Et oui ! Les jours s’allongent, le soleil pointe son nez, et le retour du printemps s’annonce ! La 1ère édition du Printemps des Etudes a rencontré un succès marquant, avec le soutien et même l’impulsion d’un très grand nombre d’acteurs de la profession des études, sous l’égide du collectif Re-Création. A quelques semaines de la seconde édition qui aura lieu le 4 et 5 avril au Palais Brongniart à Paris, nous avons interrogé Stéphanie Perrin, pour évoquer avec elle les ambitions, l’état d’esprit et les temps forts de cet événement.

Market Research News : La première édition du Printemps des Etudes a été un franc succès, avec une mobilisation spectaculaire de la profession et le retour d’un certain nombre d’acteurs importants que l’on s’était habitué à ne plus voir dans ce type de manifestation. Quelles sont vos ambitions pour cette deuxième édition ?

Stéphanie Perrin : 2012 a été effectivement une très belle édition de lancement, avec la participation de 111 sociétés, et la présence de près de 1800 visiteurs professionnels. Au-delà de ces chiffres, nous avons eu de très bons retours de la profession, qui a salué une démarche éminemment collaborative. Sur 2013, le défi se présente différemment puisque l’on ne part plus d’une page blanche ; il s’agit bien de conforter ce qui a été fait, et d’aller encore plus avant en termes de qualité et de diversité. C’est vrai pour le contenu en tant que tel, sur lequel nous avons travaillé avec le comité de programme, et cela s’applique aussi bien sûr à la qualité de l’accueil des visiteurs et des exposants que nous avons envie de renforcer encore, avec je l’espère quelques bonnes surprises. C’est vrai aussi côté exposants avec une présence internationale renforcée. Nous avons aussi renouvelé notre partenariat avec le Market Research Club, et nous faisons pour cela en sorte qu’un plus grand nombre d’éléments soient traduits, du français vers l’anglais ou inversement.

Quels seront les temps forts de cette édition 2013 ?

Nous gardons le principe d’un concept équilibré entre exposition et prises de parole. Cet équilibre se retrouve également entre d’une part un certain nombre de « grandes conférences » définies sous l’égide du comité de programme, et dont les contenus pour plusieurs d’entre elles ont fait l’objet d’un appel à contribution et d’autre part des rendez-vous organisés par des sociétés qui souhaitent prendre la parole sur un certain nombre de thèmes donnés. Au global, nous aurons donc une cinquantaine de rendez-vous et 9 grandes conférences. Il y aura également des évènements qui devraient être très sympathiques avec des anniversaires d’instituts qui seront célébrés dans le cadre du Printemps : nous fêterons les 20 ans d’Efficience Marketing, les 20 ans de la Revue des Marques, les 30 ans de Sorgem et les 50 ans de TNS Sofres.

Quels seront les thèmes des conférences ?

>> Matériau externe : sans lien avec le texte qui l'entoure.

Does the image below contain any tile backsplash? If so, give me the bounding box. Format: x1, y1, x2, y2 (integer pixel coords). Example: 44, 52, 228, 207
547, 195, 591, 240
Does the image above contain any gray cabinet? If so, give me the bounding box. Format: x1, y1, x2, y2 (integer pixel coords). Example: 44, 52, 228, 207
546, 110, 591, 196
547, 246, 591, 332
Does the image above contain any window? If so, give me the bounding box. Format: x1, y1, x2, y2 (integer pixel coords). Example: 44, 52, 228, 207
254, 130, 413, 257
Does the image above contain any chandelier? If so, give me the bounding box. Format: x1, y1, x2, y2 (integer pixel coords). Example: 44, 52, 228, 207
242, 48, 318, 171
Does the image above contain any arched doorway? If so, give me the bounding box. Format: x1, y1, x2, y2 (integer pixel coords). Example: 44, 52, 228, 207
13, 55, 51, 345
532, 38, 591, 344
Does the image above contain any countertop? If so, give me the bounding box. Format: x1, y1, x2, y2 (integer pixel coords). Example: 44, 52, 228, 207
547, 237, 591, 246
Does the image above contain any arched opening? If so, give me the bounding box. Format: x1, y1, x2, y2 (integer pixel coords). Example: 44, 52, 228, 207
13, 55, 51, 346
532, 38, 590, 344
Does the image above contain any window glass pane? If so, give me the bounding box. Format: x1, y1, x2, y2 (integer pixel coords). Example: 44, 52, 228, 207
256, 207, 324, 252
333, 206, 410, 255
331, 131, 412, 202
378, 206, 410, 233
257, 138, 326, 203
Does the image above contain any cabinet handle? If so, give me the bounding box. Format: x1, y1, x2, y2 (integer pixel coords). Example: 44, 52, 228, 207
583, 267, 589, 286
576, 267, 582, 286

La conférence plénière sera consacrée à cette grande question qui est celle du lien entre les études et la gouvernance des entreprises. Nous aurons deux conférences de type « témoignages et retours d’expérience », l’une sur les réseaux sociaux : mesure et sens, et l’autre sur ces autres disciplines qui enrichissent les études : l ‘économie comportementale, le coaching, l’utilisation d’un sketcheur... Nous aurons aussi une conférence conjointement animée par l’Adetem, l’UDA, Irep Communication, Etudes, Recherche prospective et Esomar et qui s’intitule « les marques se réinventent, les études aussi ! » et avec la présence de 4 directeurs marketing de grandes enseignes appréciées des jeunes (Deezer…). Syntec Etudes Marketing & Opinion animera quant à lui « Idées pour le futur », en partenariat avec le Carrefour des Possibles et avec la présentation d’une vingtaine de projets innovants. Nous aurons bien sûr la présentation des grandes tendances en matière d'achats d'études de marché pour 2013 (1). Et il y aura enfin les ateliers « flash benchmark », sur ces thèmes que sont la donnée en temps réel, la création d’un panel propriétaire et les études sur mobile.

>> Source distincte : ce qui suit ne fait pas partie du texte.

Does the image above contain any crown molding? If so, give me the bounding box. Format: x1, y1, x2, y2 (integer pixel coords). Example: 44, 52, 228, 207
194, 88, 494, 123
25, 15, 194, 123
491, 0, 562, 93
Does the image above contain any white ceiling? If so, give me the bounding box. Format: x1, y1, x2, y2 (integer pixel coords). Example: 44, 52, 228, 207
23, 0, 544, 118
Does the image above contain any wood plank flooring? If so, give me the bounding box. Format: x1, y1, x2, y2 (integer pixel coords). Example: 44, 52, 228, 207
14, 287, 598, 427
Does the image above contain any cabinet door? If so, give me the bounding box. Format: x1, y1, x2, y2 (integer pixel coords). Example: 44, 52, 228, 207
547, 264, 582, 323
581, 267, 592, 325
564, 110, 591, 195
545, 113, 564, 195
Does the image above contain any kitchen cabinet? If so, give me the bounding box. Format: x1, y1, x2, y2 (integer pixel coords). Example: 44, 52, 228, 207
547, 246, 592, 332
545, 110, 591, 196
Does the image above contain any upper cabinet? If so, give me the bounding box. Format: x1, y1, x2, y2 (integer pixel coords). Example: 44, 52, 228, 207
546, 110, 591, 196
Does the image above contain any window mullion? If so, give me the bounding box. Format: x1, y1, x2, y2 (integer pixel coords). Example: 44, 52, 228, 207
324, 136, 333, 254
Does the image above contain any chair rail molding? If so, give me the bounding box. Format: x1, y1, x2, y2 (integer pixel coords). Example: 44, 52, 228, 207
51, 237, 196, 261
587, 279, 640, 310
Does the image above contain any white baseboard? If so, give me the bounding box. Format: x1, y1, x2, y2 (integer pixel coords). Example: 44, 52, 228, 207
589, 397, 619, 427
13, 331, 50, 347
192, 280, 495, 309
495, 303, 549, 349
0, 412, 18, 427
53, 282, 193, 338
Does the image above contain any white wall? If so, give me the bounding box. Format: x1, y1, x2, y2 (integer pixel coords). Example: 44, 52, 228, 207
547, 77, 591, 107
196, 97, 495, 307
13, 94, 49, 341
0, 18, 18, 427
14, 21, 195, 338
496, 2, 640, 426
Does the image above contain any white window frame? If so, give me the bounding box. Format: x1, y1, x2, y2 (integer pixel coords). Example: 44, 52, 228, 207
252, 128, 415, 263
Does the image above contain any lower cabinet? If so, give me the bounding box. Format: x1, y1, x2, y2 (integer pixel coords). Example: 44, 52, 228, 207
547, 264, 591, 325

Sur le principe de fonctionnement de ces conférences, je tiens à souligner le fait que nous avons fait appel à la libre contribution, pour laisser la parole à des binômes instituts ou prestataires et annonceurs, et enrichir le contenu de notre manifestation. Chacun peut ainsi soumettre un thème, proposer une participation, ce qui s’inscrit complètement dans notre philosophie.

NDLR : l'ensemble du programme est accessible sur le site du Printemps des Etudes

Le contenu va donc être particulièrement riche, mais est-ce qu’il y aura un fil rouge spécifique ?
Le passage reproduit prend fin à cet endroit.